Asked if he still respects F1’s older generation, Hamilton replied: “I have always tried to take the higher road and be respectful.

"It ties back to - why do we give them a platform?

"They are not with the times. They are not willing to change.

“Micro-aggression in today's world is not healthy.”

Hamilton ‘will race’ regardless of jewellery stance 

Hamilton was adamant he will contest his home grand prix despite uncertainty about the FIA’s stance over drivers wearing jewellery in their cars. 

The exemption to allow for more time for the drivers to discuss the matter with the FIA and F1’s medical team expired ahead of this weekend’s British Grand Prix, but no update has been provided on the matter. 

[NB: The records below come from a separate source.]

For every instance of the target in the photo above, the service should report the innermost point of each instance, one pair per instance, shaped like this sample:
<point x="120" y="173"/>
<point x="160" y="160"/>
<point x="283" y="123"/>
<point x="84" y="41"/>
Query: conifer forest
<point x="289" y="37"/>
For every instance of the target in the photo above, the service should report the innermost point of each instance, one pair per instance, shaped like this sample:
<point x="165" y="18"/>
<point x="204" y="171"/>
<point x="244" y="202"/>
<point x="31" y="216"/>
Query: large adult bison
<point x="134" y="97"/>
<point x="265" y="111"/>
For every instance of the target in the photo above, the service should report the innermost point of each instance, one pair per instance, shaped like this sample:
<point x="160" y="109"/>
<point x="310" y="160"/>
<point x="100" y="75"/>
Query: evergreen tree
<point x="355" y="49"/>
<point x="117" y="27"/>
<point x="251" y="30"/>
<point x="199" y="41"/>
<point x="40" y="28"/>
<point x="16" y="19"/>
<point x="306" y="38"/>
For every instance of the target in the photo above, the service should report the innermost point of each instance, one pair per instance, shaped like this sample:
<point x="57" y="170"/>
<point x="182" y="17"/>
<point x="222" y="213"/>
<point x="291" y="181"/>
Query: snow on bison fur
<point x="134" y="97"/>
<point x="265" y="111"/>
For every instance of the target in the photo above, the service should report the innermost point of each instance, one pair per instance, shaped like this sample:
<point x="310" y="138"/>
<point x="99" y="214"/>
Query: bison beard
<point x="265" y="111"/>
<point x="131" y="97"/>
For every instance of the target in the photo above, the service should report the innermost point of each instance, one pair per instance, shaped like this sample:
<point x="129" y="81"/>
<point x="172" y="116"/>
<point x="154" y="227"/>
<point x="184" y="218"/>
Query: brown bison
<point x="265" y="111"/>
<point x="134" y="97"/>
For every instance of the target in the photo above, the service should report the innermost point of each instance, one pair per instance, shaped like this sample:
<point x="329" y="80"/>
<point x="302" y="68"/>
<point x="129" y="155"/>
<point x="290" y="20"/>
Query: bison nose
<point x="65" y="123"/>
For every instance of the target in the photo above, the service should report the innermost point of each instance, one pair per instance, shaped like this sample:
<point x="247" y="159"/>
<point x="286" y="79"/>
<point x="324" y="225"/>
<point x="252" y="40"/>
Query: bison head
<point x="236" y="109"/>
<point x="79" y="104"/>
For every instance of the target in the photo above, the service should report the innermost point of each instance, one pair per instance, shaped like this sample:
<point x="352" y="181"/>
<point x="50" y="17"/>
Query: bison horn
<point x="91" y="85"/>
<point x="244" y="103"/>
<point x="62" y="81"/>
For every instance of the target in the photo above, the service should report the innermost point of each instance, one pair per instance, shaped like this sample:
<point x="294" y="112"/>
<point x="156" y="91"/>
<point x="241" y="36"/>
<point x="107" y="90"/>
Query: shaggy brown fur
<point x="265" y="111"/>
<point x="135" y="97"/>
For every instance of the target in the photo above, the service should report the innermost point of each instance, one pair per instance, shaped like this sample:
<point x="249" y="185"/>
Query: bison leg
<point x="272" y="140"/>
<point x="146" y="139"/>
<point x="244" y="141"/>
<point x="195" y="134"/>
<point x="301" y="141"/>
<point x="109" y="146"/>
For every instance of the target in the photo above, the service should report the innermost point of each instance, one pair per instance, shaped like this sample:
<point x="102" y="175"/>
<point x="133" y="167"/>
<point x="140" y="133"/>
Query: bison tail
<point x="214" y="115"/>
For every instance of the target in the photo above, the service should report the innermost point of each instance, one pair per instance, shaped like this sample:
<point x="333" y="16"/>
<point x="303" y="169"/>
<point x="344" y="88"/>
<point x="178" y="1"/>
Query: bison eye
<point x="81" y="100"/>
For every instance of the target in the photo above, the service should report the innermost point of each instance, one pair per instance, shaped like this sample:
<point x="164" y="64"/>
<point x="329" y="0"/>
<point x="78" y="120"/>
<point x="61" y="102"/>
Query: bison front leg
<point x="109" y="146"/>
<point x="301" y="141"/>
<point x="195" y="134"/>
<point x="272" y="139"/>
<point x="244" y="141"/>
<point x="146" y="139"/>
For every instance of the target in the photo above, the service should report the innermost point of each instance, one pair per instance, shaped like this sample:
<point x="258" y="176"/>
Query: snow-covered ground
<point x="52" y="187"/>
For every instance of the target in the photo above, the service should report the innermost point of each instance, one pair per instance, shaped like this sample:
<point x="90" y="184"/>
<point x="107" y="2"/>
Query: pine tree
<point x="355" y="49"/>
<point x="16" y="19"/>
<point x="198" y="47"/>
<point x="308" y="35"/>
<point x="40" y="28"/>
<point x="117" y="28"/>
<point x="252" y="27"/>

Race director Niels Wittich did not include any note regarding jewellery in the first version of his pre-race Event Notes, which were issued on Thursday. 

"With all due respect, it is crazy to think that with everything going on in the world, this is the focus,” Hamilton said when asked about the jewellery row. 

"We have bigger fish to fry. We really have to start focusing on more important areas.

"I will race this weekend. I will work with the FIA. The matter is not massive."